Talk like a specialist, walk like a generalist.

Think about it like college: You take a variety of courses, but you still pick and focus on a major. I think of the T-Shirt shaped model of skills: You find a primary focus, build expertise there, but you still have other skills that can apply elsewhere.

In addition to specialization, it's important to also think about positioning. By that I mean, how do you answer the question: "What do you do?" You could say you are a full-stack developer, or that you develop in React.js. You could also say you specialize in writing DevOps work in C. All are true, but all affect how people think about you, and the opportunities you'll be presented.

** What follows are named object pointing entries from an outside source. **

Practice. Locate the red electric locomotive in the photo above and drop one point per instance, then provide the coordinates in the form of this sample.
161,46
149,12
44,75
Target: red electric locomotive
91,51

Being viewed as a generalist can be harmful to your career long term. If you are intermediate at everything, it is difficult to move beyond intermediate positions. You're better off focusing on something and working towards it, even if you shift focuses later. Take it from someone who used to be an "AngularJS expert." 🙂

Just because you say you do one of these doesn't mean you can't or won't do the others. For example, most of the work I do is in React/Redux these days, however, I've also written my share of Ruby on Rails applications, done BI analysis, and studied related fields like usability and copywriting. All come into play when it comes to building interfaces that help people solve problems, and convincing them to use them.

Specialization is not a constraint on what you learn, it is adding focus to your craft.